Я возмужал среди печальных бурь,
И дней моих поток, так долго мутный,
Теперь утих дремотою минутной
И отразил небесную лазурь.

Надолго ли?.. а кажется прошли
Дни мрачных бурь, дни горьких искушений.
(Начало неоконченного стихотворения, январь – апрель 1834 года)

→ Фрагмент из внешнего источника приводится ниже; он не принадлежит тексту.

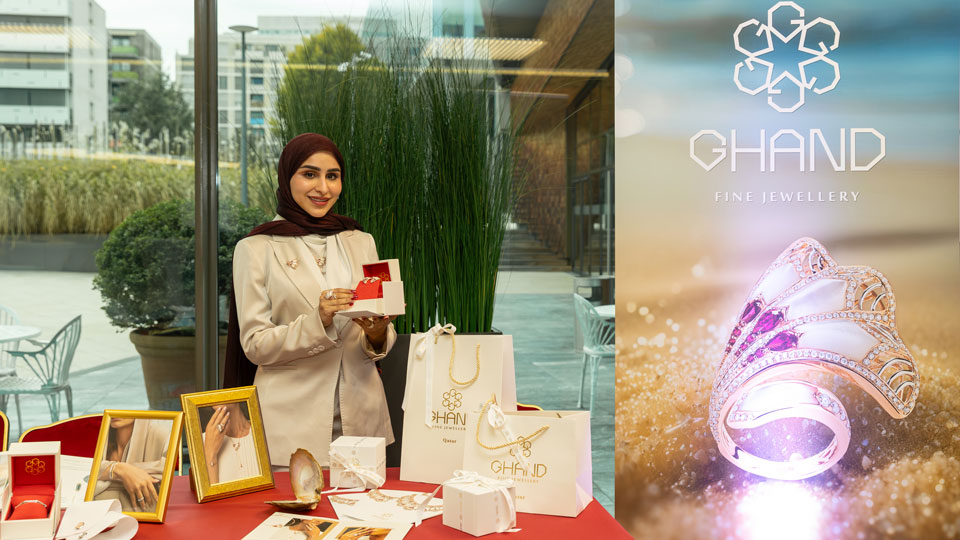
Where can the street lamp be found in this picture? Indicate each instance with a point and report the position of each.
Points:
(242, 29)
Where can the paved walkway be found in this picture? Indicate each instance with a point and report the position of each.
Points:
(534, 307)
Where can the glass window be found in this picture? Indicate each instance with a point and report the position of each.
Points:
(48, 98)
(46, 60)
(14, 96)
(14, 60)
(77, 106)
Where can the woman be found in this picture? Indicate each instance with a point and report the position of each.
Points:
(228, 445)
(315, 372)
(133, 461)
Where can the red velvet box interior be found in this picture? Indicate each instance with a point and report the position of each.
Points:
(32, 478)
(368, 290)
(380, 270)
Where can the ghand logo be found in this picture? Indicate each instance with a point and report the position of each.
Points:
(786, 56)
(452, 400)
(812, 42)
(519, 469)
(35, 466)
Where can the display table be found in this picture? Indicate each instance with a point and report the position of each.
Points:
(235, 517)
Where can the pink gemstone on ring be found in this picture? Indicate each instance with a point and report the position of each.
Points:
(750, 312)
(768, 321)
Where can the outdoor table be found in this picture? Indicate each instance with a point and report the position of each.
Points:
(234, 517)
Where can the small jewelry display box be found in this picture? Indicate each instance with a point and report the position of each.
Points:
(379, 293)
(31, 498)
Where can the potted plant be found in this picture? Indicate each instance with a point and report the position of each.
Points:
(430, 173)
(146, 278)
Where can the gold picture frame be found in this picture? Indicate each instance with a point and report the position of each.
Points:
(146, 447)
(232, 418)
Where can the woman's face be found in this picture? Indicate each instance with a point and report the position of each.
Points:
(316, 185)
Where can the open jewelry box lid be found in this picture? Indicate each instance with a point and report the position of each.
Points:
(378, 297)
(31, 464)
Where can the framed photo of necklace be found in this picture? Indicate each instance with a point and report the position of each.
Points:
(228, 449)
(137, 452)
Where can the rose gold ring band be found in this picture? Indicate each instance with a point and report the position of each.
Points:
(807, 316)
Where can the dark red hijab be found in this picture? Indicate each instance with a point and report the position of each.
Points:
(238, 370)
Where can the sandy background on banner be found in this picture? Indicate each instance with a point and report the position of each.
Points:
(685, 265)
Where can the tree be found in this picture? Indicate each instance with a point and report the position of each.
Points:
(312, 69)
(152, 104)
(334, 45)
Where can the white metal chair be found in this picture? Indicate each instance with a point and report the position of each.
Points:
(8, 316)
(598, 343)
(51, 365)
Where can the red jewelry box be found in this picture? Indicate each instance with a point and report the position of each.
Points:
(379, 293)
(34, 470)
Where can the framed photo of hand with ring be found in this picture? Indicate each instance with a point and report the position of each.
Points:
(136, 454)
(228, 449)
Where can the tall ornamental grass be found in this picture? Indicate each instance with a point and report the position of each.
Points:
(74, 196)
(424, 175)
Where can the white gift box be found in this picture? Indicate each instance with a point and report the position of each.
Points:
(358, 462)
(380, 291)
(479, 508)
(28, 464)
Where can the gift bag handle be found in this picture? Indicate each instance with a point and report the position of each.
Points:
(453, 356)
(492, 402)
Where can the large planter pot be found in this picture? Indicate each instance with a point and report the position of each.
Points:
(170, 367)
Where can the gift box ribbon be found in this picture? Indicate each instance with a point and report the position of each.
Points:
(470, 478)
(366, 475)
(425, 352)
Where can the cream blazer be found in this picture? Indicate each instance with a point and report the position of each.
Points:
(298, 358)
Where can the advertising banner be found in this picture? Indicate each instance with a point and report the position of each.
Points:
(788, 271)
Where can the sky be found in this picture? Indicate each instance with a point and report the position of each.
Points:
(170, 22)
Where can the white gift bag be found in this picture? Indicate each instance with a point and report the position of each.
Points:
(546, 454)
(448, 376)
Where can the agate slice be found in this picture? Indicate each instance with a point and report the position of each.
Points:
(306, 481)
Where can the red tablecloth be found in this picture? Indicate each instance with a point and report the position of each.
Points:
(235, 517)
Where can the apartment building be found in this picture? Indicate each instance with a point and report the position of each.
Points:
(53, 70)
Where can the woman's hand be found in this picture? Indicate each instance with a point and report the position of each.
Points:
(213, 434)
(375, 328)
(138, 484)
(334, 300)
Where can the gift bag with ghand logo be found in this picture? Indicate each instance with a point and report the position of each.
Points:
(545, 453)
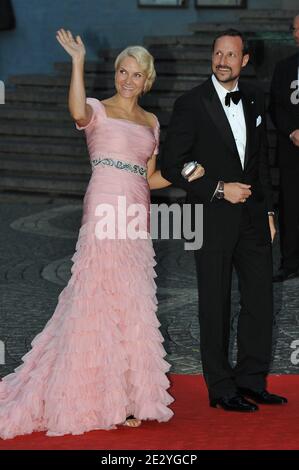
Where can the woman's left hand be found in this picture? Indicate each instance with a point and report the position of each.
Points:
(198, 173)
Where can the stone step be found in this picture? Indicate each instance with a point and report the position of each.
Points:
(10, 112)
(47, 165)
(244, 27)
(39, 184)
(176, 41)
(49, 129)
(268, 15)
(52, 97)
(43, 147)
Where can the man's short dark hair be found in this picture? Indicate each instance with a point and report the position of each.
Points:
(233, 33)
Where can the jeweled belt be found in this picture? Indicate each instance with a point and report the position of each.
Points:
(121, 165)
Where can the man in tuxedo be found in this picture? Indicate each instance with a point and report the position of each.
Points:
(221, 124)
(284, 110)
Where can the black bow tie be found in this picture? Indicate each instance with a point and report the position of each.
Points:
(235, 96)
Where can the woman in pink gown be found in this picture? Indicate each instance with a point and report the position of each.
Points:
(100, 359)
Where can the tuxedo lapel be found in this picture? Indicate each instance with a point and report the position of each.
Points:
(216, 112)
(250, 119)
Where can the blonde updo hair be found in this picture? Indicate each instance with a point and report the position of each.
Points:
(144, 59)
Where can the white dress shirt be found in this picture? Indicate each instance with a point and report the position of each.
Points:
(235, 116)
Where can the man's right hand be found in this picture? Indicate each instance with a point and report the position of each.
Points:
(295, 137)
(236, 192)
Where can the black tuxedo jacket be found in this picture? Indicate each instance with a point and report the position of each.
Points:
(284, 113)
(199, 130)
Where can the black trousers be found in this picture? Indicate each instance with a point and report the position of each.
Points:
(289, 218)
(253, 264)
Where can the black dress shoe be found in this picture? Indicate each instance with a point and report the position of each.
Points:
(263, 397)
(285, 275)
(236, 403)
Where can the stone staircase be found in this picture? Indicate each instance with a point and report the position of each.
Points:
(40, 149)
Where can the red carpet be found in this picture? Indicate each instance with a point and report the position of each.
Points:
(195, 426)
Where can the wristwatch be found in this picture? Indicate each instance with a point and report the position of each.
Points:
(220, 190)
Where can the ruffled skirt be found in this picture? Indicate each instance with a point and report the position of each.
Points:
(100, 357)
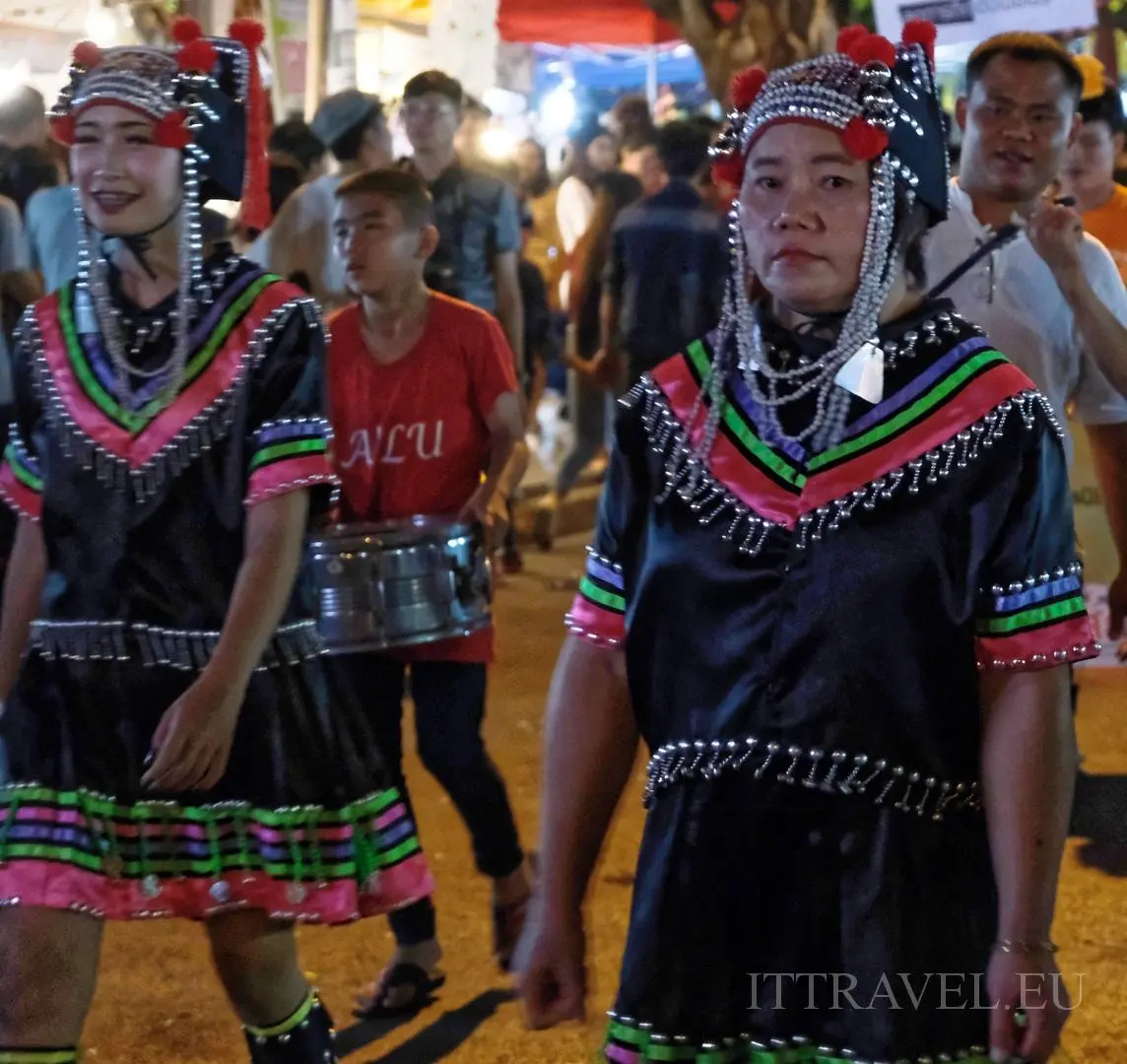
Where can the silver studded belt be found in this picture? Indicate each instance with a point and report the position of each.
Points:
(184, 649)
(834, 772)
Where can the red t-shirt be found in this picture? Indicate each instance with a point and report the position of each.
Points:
(412, 437)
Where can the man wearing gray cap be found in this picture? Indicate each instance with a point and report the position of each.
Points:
(353, 126)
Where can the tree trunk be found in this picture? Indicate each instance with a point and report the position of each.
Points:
(760, 33)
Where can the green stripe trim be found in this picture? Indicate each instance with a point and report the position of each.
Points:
(737, 423)
(630, 1034)
(132, 814)
(289, 1025)
(291, 448)
(38, 1056)
(136, 421)
(203, 867)
(922, 406)
(1033, 618)
(23, 475)
(589, 589)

     Милый мой ангел! я было написал тебе письмо на четырёх страницах, но оно вышло такое горькое и мрачное, что я его тебе не послал, а пишу другое. У меня решительно сплин. Скучно жить без тебя и не сметь даже писать тебе всё, что придёт на сердце. Ты говоришь о Болдине. Хорошо бы туда засесть, да мудрёно. Об этом успеем ещё поговорить. Не сердись, жена, и не толкуй моих жалоб в худую сторону. Никогда не думал я упрекать тебя в своей зависимости. Я должен был на тебе жениться, потому что всю жизнь был бы без тебя несчастлив; но я не должен был вступать в службу и, что ещё хуже, опутать себя денежными обязательствами. Зависимость жизни семейственной делает человека более нравственным. Зависимость, которую налагаем на себя из честолюбия или из нужды, унижает нас. Теперь они смотрят на меня как на холопа, с которым можно им поступать как им угодно. Опала легче презрения. Я, как Ломоносов, не хочу быть шутом ниже у Господа Бога. Но ты во всём этом не виновата, а виноват я из добродушия, коим я преисполнен до глупости, несмотря на опыты жизни.
(Из письма Пушкиной Н.Н. от 8 июня 1834 года. Из Петербурга в Полотняный завод)


     Знаешь, что я думаю? не приехать ли мне к тебе на лето? нет, жена, дела есть, потерпим ещё полтора месяца. А тут я к тебе упаду как снег на голову; если только пустят меня. Охота тебе думать о помещении сестёр во дворец. Во-первых, вероятно, откажут; а во-вторых, коли и возьмут, то подумай, что за скверные толки пойдут по свинскому Петербургу. Ты слишком хороша, мой ангел, чтоб пускаться в просительницы. Погоди; овдовеешь, постареешь – тогда, пожалуй, будь салопницей и титулярной советницей. Мой совет тебе и сёстрам быть подале от двора; в нём толку мало. Вы же не богаты. На тётку нельзя вам всем навалиться. Боже мой! кабы заводы были мои, так меня бы в Петербург не заманили и московским калачом. Жил бы себе барином. Но вы, бабы, не понимаете счастия независимости и готовы закабалить себя навеки, чтобы только сказали про вас: «Вчера на балу госпожа такая-то была решительно красивее всех и была одета лучше всех».
(Из письма Пушкиной Н.Н. от 11 июня 1834 года. Из Петербурга в Полотняный завод)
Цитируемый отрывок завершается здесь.